DNA origami

DNA origami

DNA origami is the nanoscale folding of DNA to create arbitrary two and three dimensional shapes at the nanoscale. The specificity of the interactions between complementary base pairs make DNA a useful construction material through design of its base sequences. Developed by Paul Rothemund at the California Institute of Technology, the process involves the folding of a long single strand of viral DNA aided by multiple smaller "staple" strands. These shorter strands bind the longer in various places, resulting in various shapes including a smiley face and a coarse map of China and the Americas, along with many three dimensional structures such as cubes.

To produce a desired shape, images are drawn with a raster fill of a single long DNA molecule. This design is then fed into a computer program which calculates the placement of individual staple strands. Each staple binds to a specific region of the DNA template, and thus due to Watson-Crick base pairing the necessary sequences of all staple strands are known and displayed. The DNA is mixed and then heated and cooled. As the DNA cools the various staples pull the long strand into the desired shape. Designs are directly observable via several methods including atomic force microscopy, or fluorescence microscopy when DNA is coupled to fluorescent materials .

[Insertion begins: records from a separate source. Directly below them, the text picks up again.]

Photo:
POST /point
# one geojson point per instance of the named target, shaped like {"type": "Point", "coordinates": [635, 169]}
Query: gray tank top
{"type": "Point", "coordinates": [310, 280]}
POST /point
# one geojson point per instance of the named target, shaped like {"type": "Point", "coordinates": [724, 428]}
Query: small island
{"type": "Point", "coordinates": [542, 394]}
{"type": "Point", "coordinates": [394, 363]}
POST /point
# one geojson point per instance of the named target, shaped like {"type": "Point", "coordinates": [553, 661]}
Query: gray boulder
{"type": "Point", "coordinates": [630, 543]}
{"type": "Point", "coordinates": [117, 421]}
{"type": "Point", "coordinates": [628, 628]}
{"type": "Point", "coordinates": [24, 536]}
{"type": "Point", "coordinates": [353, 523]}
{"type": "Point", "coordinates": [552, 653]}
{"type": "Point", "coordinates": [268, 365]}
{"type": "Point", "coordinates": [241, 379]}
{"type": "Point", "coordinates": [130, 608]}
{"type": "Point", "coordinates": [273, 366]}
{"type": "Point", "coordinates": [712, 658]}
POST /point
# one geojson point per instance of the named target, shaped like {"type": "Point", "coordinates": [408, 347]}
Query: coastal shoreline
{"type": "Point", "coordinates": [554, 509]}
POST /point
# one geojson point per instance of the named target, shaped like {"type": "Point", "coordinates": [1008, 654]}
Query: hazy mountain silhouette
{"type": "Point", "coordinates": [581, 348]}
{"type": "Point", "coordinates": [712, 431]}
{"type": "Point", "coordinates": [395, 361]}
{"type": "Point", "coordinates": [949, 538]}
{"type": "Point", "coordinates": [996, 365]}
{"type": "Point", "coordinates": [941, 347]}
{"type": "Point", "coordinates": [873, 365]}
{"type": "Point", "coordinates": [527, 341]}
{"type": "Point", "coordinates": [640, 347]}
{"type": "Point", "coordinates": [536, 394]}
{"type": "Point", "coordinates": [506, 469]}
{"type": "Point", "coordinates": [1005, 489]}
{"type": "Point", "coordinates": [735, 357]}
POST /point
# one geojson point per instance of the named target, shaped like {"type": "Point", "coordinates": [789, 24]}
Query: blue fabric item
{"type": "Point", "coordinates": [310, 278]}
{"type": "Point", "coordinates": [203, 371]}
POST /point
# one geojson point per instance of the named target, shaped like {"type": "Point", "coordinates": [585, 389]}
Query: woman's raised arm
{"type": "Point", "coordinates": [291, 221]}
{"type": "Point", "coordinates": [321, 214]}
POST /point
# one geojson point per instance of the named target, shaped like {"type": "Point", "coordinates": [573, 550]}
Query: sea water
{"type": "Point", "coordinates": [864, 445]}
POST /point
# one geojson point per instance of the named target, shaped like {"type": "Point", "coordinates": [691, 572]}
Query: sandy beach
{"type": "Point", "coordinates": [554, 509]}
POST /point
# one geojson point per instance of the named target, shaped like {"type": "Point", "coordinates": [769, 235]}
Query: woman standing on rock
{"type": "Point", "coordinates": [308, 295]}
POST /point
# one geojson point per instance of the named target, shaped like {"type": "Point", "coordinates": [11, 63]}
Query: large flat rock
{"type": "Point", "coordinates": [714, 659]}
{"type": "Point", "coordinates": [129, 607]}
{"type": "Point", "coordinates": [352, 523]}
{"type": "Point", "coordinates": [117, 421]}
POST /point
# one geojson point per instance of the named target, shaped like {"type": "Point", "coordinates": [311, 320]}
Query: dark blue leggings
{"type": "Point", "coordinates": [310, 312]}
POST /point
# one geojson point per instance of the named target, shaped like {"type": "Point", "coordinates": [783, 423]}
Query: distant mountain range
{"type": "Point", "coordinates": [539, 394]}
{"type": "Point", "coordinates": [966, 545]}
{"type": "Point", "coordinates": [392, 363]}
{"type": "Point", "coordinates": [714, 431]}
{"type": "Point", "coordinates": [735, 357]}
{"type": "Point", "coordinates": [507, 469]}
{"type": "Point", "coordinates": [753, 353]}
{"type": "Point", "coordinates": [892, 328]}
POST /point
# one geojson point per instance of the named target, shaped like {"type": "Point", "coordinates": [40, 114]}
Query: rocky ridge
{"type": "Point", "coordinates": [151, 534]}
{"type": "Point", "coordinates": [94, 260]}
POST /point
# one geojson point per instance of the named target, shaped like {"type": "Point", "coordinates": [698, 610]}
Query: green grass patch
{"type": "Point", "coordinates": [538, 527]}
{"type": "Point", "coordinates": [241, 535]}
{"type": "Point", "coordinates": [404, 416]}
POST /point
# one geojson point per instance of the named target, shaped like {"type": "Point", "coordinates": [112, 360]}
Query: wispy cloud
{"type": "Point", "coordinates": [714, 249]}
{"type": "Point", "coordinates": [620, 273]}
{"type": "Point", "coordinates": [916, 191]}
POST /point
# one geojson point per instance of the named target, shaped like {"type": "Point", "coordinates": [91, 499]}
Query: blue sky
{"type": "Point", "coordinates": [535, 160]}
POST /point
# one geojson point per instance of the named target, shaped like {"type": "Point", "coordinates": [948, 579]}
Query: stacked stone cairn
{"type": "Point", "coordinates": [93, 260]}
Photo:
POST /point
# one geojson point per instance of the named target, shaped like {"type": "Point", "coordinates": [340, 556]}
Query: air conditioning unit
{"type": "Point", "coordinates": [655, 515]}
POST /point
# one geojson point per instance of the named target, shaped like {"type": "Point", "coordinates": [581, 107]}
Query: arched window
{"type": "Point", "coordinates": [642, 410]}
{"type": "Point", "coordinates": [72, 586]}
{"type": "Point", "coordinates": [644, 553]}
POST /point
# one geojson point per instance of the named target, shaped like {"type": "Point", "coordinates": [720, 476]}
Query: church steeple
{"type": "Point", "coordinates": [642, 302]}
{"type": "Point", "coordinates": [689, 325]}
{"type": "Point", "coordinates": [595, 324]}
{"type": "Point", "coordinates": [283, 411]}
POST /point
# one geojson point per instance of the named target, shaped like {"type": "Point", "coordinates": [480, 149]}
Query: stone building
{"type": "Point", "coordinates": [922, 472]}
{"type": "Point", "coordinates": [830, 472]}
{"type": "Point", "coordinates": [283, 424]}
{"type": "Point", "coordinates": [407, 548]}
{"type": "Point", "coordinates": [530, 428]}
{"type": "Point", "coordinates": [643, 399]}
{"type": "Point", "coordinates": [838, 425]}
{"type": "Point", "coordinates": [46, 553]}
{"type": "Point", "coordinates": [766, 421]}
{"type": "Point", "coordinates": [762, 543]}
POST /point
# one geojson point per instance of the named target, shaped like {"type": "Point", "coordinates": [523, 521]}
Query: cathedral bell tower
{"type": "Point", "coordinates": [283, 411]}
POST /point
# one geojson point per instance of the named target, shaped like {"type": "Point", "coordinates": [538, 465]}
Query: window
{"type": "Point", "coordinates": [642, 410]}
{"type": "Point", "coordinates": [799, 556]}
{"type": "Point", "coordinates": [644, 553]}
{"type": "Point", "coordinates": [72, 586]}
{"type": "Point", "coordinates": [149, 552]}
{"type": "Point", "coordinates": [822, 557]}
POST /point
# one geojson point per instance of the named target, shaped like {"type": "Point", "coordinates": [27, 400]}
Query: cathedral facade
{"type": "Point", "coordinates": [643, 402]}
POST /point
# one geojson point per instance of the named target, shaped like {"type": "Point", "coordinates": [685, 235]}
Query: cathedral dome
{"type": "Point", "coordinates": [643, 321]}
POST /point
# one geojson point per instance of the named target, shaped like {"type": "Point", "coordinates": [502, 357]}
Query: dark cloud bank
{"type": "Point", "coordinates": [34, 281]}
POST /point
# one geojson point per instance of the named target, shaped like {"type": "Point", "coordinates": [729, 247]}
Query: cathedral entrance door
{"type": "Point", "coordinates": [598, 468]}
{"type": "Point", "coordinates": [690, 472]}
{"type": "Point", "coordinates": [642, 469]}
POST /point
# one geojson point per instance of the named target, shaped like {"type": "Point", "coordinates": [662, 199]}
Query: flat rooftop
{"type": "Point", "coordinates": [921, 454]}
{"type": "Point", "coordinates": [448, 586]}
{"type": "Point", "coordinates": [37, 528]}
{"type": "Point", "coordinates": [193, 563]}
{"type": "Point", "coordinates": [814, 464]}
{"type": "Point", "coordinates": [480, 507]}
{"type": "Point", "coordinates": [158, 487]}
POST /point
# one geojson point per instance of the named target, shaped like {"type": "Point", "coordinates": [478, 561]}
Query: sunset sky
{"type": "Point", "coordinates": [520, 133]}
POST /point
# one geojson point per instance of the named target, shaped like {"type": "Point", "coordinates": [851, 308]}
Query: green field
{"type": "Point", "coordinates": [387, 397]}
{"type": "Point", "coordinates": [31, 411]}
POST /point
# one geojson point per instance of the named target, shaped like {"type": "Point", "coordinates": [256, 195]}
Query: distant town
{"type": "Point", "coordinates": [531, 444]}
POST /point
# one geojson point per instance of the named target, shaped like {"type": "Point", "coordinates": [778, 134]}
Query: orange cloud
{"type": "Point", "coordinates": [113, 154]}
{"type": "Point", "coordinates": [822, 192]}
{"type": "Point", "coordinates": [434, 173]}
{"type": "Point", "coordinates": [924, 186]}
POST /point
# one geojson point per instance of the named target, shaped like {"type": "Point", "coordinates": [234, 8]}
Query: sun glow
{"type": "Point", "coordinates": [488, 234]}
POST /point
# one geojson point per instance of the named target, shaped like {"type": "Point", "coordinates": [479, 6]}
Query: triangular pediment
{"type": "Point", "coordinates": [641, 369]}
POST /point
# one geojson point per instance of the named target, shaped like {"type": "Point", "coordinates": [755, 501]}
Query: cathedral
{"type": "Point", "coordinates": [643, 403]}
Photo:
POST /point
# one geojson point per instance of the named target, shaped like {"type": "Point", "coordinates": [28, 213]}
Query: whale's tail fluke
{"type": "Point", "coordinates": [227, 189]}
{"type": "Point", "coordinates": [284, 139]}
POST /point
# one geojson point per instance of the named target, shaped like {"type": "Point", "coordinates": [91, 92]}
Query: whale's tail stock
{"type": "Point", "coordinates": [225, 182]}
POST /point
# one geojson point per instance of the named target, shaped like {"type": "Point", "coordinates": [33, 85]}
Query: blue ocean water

Bottom-up self assembly methods are considered promising alternatives that offer cheap, parallel synthesis of nanostructures under relatively mild conditions. Many potential applications have been suggested in the literature, including enzyme immobilization, drug carry capsules, and nanotechnological self-assembly of materials. Though DNA is not the natural choice for building active structures for nanorobotic applications due to its lack of structural and catalytic versatility, several papers have examined the possibility of molecular walkers on origami and switches for algorithmic computing. DNA origami was the cover story of Nature on March 16, 2006.